Peut-être pourrait-on convenir que les êtres humains recherchent le bonheur, d'autres diront différentes formes de plaisir, de bien-être, de liberté, de justice, d'aimer et d'être aimé et de reconnaissance et d'appréciation à la fois comme personne et nos besoins et droits, parmi tant d'autres.
Si la recherche de reconnaissance et de valorisation par la domination des autres est abandonnée et que la nature est considérée comme sociale et avec la nature, le plus grand défi consiste peut-être à articuler socialement - et de la manière la plus vertueuse possible - la liberté avec l'équité sociale et la durabilité environnementale.
À la suite d' Isaiah Berlin , la liberté peut avoir une approche négative ou défensive, dans le sens où elle n'affecte pas mes droits, ou positive en termes de pouvoir de prendre des décisions qui conduisent à l'action. L'action peut être une réalisation personnelle, ou co-créer avec d'autres, ou mener des actions de solidarité, mais aussi - met en garde Berlín - mener des actions qui ne respectent pas la liberté d'autrui, ce qui peut conduire au totalitarisme.

Dans le cas où les approches individualistes sont surmontées (ou qui transcendent les présomptions ou le narcissisme), il sera important que les actions s'inscrivent dans un cadre général d'équité sociale et de durabilité environnementale. Est-ce possible? Une première réponse est que cela ne se produit pas automatiquement.
Une société démocratique devrait former et élire des dirigeants qui mettent en œuvre « une main visible, intelligente et adéquate » des politiques publiques dans leurs États afin que la transformation soit possible. Cela nous éloigne à la fois du laissez-faire et des raccourcis populistes axés uniquement sur le court terme.
Où trouver de bons exemples ? Je cite une macro et une micro. Le cas de l'Union européenne (UE) peut illustrer avec des règles -au niveau macro- la portée d'une politique de lutte contre le soi-disant "capitalisme de surveillance" et l'utilisation irresponsable de l'intelligence artificielle.
Ainsi, dans le macro, l'UE vient de franchir une étape significative dans ses intentions de réglementer le développement et l'utilisation de l'intelligence artificielle (IA). Le 21 avril 2021, la Commission européenne a proposé la loi sur l'intelligence artificielle (loi sur l'IA) dans le but d'introduire un cadre réglementaire et juridique commun dans l'UE pour contrôler l'utilisation de l'IA dans cette région. Lors de sa session plénière du 14 juin dernier, le Parlement européen a approuvé le projet de loi sur l'IA, ce qui signifie qu'il entamera des négociations avec les États de l'UE et la Commission pour donner force et validité juridique à la réglementation avant 2026.

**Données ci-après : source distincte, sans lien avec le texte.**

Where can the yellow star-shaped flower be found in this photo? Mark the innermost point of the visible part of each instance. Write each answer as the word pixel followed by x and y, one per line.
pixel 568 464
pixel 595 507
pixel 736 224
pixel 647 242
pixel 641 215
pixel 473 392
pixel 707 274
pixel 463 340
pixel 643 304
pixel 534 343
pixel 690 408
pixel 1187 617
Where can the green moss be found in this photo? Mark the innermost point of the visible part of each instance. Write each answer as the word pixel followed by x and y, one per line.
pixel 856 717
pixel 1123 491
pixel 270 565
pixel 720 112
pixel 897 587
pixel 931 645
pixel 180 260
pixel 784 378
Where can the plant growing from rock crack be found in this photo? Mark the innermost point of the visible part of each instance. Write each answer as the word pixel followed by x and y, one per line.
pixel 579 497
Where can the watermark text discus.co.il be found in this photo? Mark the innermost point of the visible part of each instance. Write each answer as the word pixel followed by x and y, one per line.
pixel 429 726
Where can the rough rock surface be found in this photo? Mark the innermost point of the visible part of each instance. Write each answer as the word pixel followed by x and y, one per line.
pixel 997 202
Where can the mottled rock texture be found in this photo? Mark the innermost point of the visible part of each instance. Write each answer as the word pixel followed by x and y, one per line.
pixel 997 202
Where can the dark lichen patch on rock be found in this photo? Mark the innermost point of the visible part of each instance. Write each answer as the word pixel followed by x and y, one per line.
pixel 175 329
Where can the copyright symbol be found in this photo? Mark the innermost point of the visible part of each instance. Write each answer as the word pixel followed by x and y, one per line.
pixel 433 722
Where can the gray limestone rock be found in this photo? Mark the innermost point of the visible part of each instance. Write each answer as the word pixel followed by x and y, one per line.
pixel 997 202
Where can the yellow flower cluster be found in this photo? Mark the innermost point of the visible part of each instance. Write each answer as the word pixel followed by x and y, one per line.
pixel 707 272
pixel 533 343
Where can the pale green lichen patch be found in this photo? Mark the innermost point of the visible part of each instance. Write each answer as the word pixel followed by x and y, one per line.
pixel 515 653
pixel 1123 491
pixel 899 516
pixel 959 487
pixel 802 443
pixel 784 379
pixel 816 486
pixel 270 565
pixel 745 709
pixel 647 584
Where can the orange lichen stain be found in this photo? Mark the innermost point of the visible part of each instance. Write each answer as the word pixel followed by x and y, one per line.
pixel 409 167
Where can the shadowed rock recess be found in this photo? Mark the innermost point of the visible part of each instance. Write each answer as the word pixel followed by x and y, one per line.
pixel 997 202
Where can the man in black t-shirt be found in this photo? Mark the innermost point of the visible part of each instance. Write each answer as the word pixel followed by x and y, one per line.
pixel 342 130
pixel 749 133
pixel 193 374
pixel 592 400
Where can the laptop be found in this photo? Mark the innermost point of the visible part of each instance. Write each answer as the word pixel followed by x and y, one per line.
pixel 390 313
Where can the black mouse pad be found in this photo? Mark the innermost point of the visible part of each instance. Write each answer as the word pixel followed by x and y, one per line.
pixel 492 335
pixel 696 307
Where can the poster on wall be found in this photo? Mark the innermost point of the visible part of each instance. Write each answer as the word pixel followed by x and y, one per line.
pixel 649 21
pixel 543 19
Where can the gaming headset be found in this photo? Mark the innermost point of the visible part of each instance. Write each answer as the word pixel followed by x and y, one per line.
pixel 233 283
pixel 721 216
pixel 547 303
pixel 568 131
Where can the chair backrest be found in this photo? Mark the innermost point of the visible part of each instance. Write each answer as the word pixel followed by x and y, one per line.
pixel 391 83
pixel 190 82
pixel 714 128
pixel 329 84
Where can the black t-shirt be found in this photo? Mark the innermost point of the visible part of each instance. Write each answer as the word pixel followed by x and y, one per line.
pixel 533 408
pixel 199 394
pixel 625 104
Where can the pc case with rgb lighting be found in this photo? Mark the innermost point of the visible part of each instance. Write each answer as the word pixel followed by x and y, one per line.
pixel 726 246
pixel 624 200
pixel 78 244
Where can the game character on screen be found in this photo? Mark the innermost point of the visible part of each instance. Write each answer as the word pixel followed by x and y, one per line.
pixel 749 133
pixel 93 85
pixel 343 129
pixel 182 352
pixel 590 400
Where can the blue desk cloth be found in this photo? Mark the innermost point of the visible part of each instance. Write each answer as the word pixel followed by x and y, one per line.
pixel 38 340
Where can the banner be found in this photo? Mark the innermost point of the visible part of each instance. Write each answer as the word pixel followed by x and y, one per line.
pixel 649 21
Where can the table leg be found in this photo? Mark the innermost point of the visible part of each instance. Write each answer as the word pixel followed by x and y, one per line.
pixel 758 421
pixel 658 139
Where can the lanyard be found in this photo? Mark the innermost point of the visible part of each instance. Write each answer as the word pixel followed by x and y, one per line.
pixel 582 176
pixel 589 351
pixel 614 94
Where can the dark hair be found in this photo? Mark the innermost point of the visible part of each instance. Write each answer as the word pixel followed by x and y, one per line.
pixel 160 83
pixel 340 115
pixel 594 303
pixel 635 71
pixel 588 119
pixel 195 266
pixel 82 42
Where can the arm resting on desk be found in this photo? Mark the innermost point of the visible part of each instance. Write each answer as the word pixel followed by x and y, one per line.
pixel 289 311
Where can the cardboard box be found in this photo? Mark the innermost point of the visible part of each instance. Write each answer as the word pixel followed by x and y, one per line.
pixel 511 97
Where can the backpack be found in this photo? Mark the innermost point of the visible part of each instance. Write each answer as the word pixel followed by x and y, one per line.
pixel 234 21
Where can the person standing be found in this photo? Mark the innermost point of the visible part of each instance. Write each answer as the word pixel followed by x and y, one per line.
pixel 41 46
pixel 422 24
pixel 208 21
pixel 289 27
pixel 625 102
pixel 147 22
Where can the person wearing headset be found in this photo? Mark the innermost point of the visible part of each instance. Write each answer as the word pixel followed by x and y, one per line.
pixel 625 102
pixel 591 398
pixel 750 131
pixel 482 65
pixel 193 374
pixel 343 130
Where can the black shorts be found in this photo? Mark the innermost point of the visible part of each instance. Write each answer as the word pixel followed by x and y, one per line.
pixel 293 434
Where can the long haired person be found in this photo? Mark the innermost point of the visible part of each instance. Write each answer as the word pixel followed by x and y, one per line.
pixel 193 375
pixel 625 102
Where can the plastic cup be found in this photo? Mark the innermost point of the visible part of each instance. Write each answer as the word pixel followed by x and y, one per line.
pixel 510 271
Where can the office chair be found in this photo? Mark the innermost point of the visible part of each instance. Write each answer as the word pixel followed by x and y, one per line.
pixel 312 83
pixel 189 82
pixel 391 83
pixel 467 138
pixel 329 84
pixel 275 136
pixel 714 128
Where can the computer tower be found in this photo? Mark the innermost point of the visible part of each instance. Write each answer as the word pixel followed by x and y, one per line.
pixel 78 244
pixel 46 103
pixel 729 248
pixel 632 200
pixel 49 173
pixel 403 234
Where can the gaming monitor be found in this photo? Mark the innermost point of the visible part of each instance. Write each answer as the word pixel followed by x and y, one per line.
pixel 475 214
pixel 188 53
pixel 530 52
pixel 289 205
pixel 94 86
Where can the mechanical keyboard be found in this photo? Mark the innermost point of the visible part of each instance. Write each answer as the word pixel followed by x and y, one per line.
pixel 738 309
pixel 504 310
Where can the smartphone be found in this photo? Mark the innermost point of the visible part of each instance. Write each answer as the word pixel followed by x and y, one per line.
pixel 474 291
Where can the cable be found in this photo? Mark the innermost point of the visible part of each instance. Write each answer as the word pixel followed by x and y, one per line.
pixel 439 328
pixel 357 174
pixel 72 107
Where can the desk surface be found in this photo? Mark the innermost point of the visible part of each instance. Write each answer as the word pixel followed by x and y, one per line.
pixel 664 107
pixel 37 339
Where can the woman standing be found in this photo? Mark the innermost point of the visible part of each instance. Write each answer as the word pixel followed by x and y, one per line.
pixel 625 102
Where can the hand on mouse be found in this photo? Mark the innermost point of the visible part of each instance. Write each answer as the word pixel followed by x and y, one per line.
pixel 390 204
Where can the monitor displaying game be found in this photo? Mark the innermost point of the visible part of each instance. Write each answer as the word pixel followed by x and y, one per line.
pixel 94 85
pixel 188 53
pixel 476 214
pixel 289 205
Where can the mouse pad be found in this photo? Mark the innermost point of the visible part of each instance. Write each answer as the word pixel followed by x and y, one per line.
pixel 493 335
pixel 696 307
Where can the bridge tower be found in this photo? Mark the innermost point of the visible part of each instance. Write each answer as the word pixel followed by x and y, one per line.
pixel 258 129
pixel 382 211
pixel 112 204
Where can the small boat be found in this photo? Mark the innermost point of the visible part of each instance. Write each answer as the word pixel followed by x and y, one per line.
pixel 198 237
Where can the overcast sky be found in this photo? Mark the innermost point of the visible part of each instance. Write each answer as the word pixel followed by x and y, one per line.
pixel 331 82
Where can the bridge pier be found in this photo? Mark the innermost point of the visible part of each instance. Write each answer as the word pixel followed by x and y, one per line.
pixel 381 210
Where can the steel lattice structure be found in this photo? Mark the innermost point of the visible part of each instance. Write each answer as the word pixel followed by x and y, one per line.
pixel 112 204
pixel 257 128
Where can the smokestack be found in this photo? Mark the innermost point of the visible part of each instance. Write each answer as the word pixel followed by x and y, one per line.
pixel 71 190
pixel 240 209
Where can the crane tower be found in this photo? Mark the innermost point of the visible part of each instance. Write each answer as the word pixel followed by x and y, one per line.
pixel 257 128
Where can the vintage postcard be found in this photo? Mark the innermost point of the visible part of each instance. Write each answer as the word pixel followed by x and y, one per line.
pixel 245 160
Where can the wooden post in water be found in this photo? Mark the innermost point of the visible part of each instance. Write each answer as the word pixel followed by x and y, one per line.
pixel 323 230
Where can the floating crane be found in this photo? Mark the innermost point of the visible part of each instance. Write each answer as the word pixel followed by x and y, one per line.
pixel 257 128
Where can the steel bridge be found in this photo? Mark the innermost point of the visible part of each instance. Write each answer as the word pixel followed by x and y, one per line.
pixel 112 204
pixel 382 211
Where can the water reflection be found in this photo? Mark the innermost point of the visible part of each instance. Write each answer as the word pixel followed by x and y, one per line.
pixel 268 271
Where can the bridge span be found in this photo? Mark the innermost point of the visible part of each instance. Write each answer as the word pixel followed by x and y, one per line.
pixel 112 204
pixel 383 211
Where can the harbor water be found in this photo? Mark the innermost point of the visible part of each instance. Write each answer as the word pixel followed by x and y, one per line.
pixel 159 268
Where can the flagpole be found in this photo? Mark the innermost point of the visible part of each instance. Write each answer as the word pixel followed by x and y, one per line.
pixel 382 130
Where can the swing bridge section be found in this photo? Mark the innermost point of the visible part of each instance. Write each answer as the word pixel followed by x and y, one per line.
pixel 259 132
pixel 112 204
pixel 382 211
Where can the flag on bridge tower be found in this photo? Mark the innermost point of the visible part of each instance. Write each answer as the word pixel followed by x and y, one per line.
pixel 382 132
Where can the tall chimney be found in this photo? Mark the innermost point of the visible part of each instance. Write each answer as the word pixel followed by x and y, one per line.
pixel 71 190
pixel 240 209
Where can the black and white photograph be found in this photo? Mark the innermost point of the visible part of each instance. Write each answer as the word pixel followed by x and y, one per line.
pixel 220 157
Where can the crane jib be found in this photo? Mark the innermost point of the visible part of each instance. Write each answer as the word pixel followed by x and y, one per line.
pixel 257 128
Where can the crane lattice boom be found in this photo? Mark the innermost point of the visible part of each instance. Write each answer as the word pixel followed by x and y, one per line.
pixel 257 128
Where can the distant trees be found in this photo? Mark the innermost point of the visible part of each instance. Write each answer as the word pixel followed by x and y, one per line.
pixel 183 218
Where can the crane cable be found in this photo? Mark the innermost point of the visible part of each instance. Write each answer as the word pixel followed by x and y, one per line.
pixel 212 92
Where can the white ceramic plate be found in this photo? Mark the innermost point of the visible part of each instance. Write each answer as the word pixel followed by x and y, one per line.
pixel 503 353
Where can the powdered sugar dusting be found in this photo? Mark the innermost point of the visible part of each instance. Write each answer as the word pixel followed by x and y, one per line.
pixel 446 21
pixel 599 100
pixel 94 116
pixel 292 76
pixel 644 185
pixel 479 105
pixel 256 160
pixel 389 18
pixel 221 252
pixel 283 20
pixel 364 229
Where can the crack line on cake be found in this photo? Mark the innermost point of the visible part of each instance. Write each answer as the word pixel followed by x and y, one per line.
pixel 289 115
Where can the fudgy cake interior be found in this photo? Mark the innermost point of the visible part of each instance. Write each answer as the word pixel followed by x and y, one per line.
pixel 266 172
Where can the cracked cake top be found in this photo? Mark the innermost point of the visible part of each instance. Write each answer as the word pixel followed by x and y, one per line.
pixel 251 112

L'UE vient de franchir une étape importante dans ses intentions de réglementer le développement et l'utilisation de l'intelligence artificielle
Un autre exemple pertinent, dans le micro, correspond à la société nord-américaine Anthropic (concurrent d'OpenAI). Il a fourni à Claude - son dernier modèle d'IA conversationnelle capable de générer du texte, des images et du code - une constitution ou un protocole éthique. En d'autres termes, il a intégré à son outil technologique un ensemble de principes et de valeurs explicites que Claude (le concurrent de ChatpGPT) doit suivre lorsqu'il interagit avec les utilisateurs.
Je comprends que les bonnes politiques publiques du futur doivent articuler des réglementations et des macro-mesures -similaires à celles de l'UE-, avec l'induction de la micro-obligation de bonnes pratiques qui découlent du bas vers le haut, afin que chaque entreprise ou organisation adopte cette type de protocole, plus généralement lié à la responsabilité sociale des entreprises et à la durabilité environnementale .
Dans cette perspective, la politique peut adopter une modalité capable de combiner - de manière virtuose - le macro et le micro avec les obligatoires et les bonnes pratiques qui découlent de la culture et de la société.